– Мама остерегала: не выходи за него. Дети получатся некрасивые.
Они танцевали, Зина и Юз, а мы смотрели. В молодые годы он увлекался чечеткой – легкость в движениях уберег до старости.
Юз танцевал и с прочими дамами. Непременное танго.
Читал свои строки:
Хоронили Зину.
Не стало еще одного человека, который меня привечал.
Не будет пельменей с надписью "Для Феликса".
Застолий втроем.
Юз горбился у могилы:
– Не позволяю себе плакать, а плачется…
Прожили вместе шестьдесят четыре года, рука об руку, глазами в глаза. По очереди болели, по очереди выздоравливали – Зина и Юз. Под марш семьи Герштейн.
Прихожу теперь.
У него всё готово.
Водочка на столе, селедка, огурцы-помидоры. В кастрюле разварная картошка.
Сидим вдвоем.
Едим, пьем, беседуем.
Юз плохо видит, но на кухню бегает стремительно, обходя по памяти диван и стулья.

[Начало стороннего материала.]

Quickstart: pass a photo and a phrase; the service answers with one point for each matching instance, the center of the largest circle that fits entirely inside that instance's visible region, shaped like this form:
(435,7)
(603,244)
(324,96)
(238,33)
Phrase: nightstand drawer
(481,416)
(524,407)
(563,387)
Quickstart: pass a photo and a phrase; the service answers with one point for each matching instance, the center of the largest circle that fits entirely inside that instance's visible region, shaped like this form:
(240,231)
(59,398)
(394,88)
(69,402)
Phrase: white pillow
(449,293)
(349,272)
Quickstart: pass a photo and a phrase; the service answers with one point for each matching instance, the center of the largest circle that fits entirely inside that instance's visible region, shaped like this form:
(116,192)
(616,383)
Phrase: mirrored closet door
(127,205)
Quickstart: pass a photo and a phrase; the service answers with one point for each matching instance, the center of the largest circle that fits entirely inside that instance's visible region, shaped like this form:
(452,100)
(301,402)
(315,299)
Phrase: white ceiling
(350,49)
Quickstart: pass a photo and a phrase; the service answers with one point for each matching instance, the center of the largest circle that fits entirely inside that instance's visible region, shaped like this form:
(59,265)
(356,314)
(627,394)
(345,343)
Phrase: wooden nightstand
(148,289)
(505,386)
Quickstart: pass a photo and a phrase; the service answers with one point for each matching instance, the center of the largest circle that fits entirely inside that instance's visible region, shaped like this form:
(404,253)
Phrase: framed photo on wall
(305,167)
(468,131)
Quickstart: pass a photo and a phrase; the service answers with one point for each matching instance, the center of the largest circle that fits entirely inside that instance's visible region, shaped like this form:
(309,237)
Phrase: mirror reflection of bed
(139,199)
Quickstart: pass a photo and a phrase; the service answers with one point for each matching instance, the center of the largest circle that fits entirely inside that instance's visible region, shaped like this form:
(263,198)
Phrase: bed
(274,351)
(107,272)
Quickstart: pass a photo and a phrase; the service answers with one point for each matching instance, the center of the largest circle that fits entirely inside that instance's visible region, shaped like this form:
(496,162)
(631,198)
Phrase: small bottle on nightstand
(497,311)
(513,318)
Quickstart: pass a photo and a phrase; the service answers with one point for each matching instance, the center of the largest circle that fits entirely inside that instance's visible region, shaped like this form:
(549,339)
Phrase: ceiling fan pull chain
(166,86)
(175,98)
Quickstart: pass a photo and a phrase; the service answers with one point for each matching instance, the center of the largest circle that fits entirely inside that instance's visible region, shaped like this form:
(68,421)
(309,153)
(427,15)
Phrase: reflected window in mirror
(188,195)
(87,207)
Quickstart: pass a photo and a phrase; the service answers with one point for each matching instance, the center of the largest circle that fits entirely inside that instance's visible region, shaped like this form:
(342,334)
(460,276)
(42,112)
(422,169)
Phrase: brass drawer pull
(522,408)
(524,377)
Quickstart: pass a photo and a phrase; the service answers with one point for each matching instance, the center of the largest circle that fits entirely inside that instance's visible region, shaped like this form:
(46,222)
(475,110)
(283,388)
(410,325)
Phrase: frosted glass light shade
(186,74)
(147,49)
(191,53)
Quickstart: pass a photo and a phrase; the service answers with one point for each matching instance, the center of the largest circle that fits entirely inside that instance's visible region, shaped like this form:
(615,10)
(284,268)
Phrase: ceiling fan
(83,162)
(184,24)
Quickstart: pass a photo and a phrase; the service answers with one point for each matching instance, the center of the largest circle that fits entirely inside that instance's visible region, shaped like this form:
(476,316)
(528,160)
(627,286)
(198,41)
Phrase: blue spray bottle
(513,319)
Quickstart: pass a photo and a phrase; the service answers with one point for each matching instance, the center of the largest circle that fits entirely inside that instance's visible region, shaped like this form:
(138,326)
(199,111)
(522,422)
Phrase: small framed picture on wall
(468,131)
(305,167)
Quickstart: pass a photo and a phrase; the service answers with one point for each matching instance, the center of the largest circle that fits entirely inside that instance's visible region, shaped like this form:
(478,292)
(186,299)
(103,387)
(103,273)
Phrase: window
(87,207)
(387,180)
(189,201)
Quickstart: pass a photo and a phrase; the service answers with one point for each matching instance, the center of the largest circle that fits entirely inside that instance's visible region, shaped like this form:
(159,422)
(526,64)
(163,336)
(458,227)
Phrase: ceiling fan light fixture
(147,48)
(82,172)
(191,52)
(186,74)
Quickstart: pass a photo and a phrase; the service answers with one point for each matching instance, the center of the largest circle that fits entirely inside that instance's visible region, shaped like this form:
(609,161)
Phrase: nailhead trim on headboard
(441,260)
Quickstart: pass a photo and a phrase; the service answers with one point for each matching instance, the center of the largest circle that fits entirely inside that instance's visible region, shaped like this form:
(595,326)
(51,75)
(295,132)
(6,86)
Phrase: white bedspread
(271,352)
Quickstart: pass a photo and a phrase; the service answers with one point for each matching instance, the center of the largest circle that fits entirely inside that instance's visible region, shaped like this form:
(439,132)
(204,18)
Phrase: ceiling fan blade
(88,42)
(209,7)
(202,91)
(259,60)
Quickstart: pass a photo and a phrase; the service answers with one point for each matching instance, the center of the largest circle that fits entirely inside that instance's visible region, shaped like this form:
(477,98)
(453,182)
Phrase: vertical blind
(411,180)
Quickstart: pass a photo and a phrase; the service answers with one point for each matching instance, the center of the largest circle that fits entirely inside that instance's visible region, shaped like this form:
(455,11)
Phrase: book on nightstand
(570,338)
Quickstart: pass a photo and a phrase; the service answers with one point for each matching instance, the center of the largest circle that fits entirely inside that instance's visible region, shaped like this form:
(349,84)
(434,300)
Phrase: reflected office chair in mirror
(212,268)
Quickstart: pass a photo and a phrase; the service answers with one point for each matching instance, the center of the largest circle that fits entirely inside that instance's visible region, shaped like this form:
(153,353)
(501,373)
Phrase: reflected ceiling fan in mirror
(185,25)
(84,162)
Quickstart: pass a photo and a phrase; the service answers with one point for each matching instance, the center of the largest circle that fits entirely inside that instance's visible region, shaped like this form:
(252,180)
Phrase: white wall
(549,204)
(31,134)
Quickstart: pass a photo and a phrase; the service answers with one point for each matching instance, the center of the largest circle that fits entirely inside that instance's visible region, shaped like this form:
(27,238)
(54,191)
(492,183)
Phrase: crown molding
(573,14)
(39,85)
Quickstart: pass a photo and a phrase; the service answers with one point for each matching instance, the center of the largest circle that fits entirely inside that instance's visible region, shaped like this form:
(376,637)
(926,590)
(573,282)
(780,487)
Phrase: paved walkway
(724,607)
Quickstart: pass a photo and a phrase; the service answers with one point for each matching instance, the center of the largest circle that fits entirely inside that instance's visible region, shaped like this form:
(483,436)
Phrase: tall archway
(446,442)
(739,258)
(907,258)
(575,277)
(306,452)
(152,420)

Косичка не поредела. Живость в глазах за толстенными линзами. Живость в разговоре.
– Мне всё интересно, – говорит. – Потому и живу.

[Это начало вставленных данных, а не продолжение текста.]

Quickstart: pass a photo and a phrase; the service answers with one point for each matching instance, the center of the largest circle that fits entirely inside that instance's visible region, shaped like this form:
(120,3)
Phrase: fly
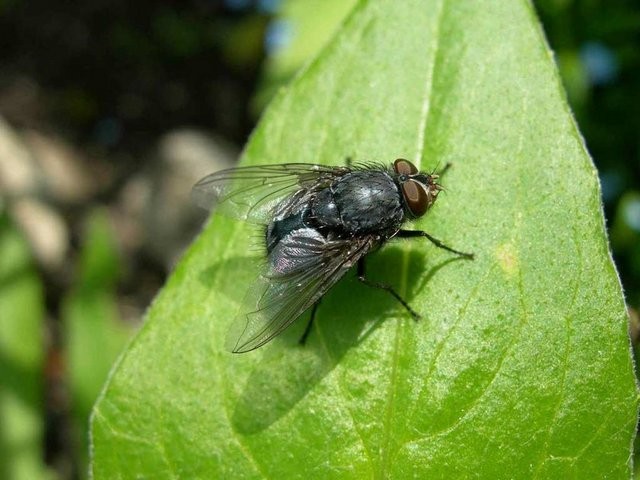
(319,221)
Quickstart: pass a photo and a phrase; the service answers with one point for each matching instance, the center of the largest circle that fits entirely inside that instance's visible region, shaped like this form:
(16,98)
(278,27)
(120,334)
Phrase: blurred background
(110,111)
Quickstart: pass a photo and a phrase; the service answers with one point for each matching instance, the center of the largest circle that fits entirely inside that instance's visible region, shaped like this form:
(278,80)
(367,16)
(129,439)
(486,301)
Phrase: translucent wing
(251,193)
(300,270)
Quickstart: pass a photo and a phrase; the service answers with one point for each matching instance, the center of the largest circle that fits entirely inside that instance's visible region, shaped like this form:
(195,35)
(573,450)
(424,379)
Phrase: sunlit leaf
(521,365)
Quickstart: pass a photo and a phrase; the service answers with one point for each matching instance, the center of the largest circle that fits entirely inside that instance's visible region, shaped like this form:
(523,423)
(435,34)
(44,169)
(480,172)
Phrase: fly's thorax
(324,210)
(366,201)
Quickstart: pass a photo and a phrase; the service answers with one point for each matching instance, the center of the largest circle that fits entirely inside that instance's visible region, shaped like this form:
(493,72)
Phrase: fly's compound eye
(416,197)
(404,167)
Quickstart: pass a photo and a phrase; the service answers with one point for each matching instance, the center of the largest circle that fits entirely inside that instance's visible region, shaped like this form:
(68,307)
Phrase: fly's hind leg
(432,239)
(386,288)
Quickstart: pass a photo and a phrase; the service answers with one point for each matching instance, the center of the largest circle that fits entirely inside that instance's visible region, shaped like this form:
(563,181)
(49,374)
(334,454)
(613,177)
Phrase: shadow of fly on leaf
(320,221)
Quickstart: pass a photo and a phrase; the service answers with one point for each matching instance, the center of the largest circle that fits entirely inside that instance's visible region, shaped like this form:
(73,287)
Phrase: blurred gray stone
(64,173)
(170,218)
(44,229)
(18,171)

Мне тоже интересно, я слушаю.
Жалуется – в первый, быть может, раз:
– Без Зины – еда не та. Вкус не тот.
На прощание предлагает:
– Давайте чаще встречаться. Время поджимает.
Юзу – девяносто три.
Я приглашен.
Накрыт стол. Вокруг те же гости. Зины нет, но Зина с нами.
Очень хочется попросить:
– Спойте.
Снова они поют, в памяти моей: Юз, сын Миша, дочь Лариса.
А мы слушаем, и Зина слушает тоже.
…которых недостает.
К старости притупляются ощущения, и без того ограниченные природой, а потому стоило бы устраивать разгрузочные дни – не для утраты лишних килограммов: не накопил излишнего, не для продления жизни: кому это удавалось? – к усилению слабеющего чутья, чтобы подпитывать памятные картины на беленом потолке, распахивать, если доведется, его створки.

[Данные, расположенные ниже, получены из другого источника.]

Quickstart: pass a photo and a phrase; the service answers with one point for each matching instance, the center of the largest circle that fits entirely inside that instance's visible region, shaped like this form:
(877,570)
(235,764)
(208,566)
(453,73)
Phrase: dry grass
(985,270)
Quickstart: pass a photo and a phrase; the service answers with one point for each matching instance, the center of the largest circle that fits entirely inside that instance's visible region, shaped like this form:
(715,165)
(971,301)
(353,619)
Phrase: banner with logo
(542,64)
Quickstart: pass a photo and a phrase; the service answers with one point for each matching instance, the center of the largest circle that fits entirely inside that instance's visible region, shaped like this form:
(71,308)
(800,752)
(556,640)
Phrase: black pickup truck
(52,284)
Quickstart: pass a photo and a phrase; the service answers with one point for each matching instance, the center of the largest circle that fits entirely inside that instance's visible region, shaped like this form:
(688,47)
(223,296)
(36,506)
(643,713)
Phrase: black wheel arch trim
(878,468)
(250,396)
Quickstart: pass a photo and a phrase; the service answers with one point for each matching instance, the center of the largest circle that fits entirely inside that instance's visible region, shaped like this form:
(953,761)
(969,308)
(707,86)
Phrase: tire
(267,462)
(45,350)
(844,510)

Уходят по одному друзья, уходят знакомые, и с опасением открываешь старую записную книжку. Где имена тех, кому уже не позвонить. Имена новых знакомцев, без которых можно обойтись. Имена, за которыми не проглядывает зримый облик.
Отчего запоминаешь того, кто обидел тебя в давние времена, оставив царапку на душе?
Отчего истаивают в памяти приветливые, прямодушные, готовые принять таким, каков ты есть?
Звонил телефон, и голос, узнаваемый с первого слова, с непременным обращением взамен приветствия:
– Что вы решили?
Или, для разнообразия:
– Как светская жизнь?
Семен Михайлович Кушнир.
Был влюбчив, старательно это скрывая, – так виделось со стороны.
Был застенчив, укутывая себя сигаретным дымком.
Горд был, того не выказывая, скрытный, ускользающий от понимания.
Деловит в шуточных мечтаниях:
– Откроем кафе на четыре столика. Обогатимся…
Угощался в гостях с удовольствием. Не отказывался от пары-тройки рюмок. Повторял, насытившись:
– Вы всегда так едите?
А глаза грустные, неулыбчивые.
Говорили о нем: мог обидеть, – меня не обижал.
Говорили: бывал резким, нетерпимым, – этого за ним не приметил.
Когда Тамары не стало, пришел подавленный, порушенный, захлебнувшись слезой и словом...
Семен Михайлович выпускал журнал малого формата, на тонкой бумаге – туда я принес свой очерк.
"Это было..."
"Это было в Польше.
В варшавском гетто.
Поэт Ицхак Каценельсон написал "Песню об уничтожаемом еврейском народе".
У Семена Михайловича влагой блеснули глаза.
– Повторите эти строки. Еще раз.
Я повторил:
"Уже увезли в Треблинку жену и сыновей Ицхака Каценельсона‚ но поэт работал. Сочинял в гетто пьесы и поэмы‚ переводил на идиш главы из Книги пророков, печатался в подпольном журнале, преподавал в нелегальной гимназии, работал с детьми-сиротами, основал театральную труппу "Дрор" ("Свобода"). Потом был убит.
Осталось фото тех времен: высокий лоб‚ непреклонный взгляд‚ тень страданий и голода на лице. Осталась "Песня об уничтожаемом еврейском народе".